Malware: It’s out there, lurking. Disguised within emails and web links, it searches for ways to enter into our computers. The turmoil resulting from malware depends on the intent of its creator: it can be as innocuous, but irritating as your screen flashing rainbows, or as malevolent as your computer being stripped of sensitive data or being commandeered by a remote user.
Antivirus companies and organizations struggle to keep up with the newest forms of malware, which includes computer viruses, spyware, worms and trojan horses. But their job could soon be easier, thanks to Benjamin Fung, a professor in the School of Information Studies and McGill’s Canada Research Chair in Data Mining for Cyber Security.
“Computer malware is basically an executable file, a software program, but unlike ordinary software we rarely have its source code,” says Fung. One approach to understanding malware has involved running it inside a “virtual machine,” an emulation of a computer system that allows the software engineers to examine the malware’s operation safely.

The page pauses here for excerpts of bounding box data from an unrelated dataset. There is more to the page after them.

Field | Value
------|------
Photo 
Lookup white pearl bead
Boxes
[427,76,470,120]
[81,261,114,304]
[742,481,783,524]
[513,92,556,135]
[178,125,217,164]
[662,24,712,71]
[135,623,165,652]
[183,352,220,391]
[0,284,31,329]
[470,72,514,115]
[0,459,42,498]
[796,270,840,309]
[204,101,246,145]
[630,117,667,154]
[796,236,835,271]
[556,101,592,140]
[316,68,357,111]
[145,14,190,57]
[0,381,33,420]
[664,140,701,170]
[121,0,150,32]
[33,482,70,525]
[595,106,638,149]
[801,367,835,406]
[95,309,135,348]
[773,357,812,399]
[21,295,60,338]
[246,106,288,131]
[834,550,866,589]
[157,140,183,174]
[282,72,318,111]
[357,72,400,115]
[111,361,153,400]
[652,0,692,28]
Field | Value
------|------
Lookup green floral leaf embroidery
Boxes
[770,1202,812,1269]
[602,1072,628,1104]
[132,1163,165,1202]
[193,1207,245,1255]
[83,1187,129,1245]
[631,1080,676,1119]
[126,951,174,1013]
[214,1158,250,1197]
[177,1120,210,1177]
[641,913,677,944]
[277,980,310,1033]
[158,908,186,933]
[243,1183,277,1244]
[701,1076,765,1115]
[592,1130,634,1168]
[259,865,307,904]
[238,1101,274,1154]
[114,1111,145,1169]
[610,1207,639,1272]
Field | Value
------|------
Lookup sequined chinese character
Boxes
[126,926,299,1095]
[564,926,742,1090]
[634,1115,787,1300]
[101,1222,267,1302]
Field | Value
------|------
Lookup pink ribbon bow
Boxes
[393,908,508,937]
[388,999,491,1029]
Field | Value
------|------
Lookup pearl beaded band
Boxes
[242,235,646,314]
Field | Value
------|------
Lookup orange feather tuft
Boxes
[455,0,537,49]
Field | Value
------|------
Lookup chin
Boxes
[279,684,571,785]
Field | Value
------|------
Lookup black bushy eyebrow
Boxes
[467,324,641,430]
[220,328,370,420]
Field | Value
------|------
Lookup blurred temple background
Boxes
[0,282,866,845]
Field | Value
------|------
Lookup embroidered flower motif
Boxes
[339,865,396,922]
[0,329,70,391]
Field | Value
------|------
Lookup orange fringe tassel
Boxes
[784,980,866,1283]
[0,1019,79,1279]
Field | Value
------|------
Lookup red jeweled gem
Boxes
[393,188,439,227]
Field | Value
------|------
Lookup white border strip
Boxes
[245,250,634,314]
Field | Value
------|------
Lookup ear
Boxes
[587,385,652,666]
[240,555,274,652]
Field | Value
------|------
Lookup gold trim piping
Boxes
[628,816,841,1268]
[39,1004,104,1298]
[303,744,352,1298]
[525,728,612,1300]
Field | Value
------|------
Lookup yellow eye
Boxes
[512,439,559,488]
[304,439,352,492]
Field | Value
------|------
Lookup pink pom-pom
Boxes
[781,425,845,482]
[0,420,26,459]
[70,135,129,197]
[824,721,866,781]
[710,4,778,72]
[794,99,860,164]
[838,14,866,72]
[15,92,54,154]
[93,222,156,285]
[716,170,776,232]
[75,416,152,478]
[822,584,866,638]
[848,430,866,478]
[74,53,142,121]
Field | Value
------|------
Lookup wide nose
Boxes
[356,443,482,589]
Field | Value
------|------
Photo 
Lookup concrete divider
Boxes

“Unfortunately, malware is now so complex that observing all its behavior is almost impossible, because it has different behaviors depending on user interactions or the computer environment,” says Fung. “It can even recognize when it is running in a virtual machine, so it decides ‘I’ll be good while I’m here.’” As a result, this approach – the dynamic approach, because researchers are trying to see the malware in action – is increasingly unsuccessful.
The “static” approach, however, is painstakingly slow. In this approach, malware is disassembled into its initial assembly code, the binary code that provides very basic but detailed directives instructing a computer’s central processing unit what to do.
Translating malware into such basic instructions is a huge task, and a reverse engineer seeking to understand the malware could spend days reading assembly code line by line, trying to understand what a particular set of code doing: for instance, is it reading a file? is it opening a network connection?
However, malware creators don’t build from scratch. Instead, they take an existing malware program and modify it for their own purposes, meaning that the assembly code of malware programs features a lot of overlap. And the malware analysts and reverse engineers involved in combatting malware have a large repository of malware code that they have already analyzed.
With that circumstance in mind, Fung and his team have developed Kam1n0, a unique anti-malware tool. Kam1n0 is essentially a search engine that will read the malware’s assembly code and find all the bits that have been borrowed from previous malware programs and thus have already been identified and analysed.
Fung compares Kam1n0’s function to that of Google. “If I think a document has been plagiarized from somewhere else, I can type its first paragraph into Google, and I have access to millions of documents online which will tell me if this paragraph appears elsewhere first,” he says. “Kam1n0 does this with code. We are helping reverse engineers find code that has already been used so they don’t have to read and analyze it again. They will already know what a particular piece of code does: if it is reading a file or opening a network port.”
Consequently, the reverse engineer can quickly identify and focus on the new functions in the malware, dramatically reducing the time and labour needed to understand and counter it.
While the research that has gone into developing Kam1n0 has been funded primarily by Defense Research and Development Canada, Kam1n0 itself is an open access application.
“From our perspective, there is no secrecy to Kam1n0,” says Fung, noting that his program has been picked up by such companies as Cisco Canada.
And it’s a multifunctional tool. “Kam1n0 allows reverse engineers to understand any software, not necessarily malware,” he says. “So if you want to compare the overlap between Chrome and Firefox web browsers, Kam1n0 can do that as well.” This means that Kam1n0 can also be used to identify copyright or patent infringement. “If someone lifts software I have developed and claims it as their own, I can demonstrate that they are copying my program.”
The software’s name is an homage to George Lucas’ Star Wars: Kamino is the planet where clones are created to fill the ranks of stormtroopers. In naming his program, Fung has reconfigured the name slightly, partly to avoid copyright hassles, but also as a nod to his search engine’s objective. As Kam1n0 searches for digital clones in malware, the “i” and “o” from the name of the planet are transformed into a “1” and “0,” the binary building blocks of digital code.
Kam1n0 isn’t Fung’s only foray into using innovative techniques to shed light on some of the murkiness that exists in the online world. One of the other prominent focal points of his research lab is authorship analysis. Fung and his team have been working on a program that can identify the author of anonymous text if there are enough samples of the writer’s style.
“For instance, if I have enough emails from you, I can identify you as the author of your anonymous text.” While this only works if you have a specific candidate with whom to match writing style, Fung can also come up with a profile of an anonymous author, identifying such characteristics as age, gender, educational level, and even likely political orientation, even if there is no clear candidate.
“We learn writing patterns from social media,” he explains. “For instance, we can see what characterizes high school students’ tweets, or blog entries by women between 30 and 49 years old.” This program, he notes, could provide important information in criminal investigations by helping to create a profile of an anonymous author involved in suspect activities.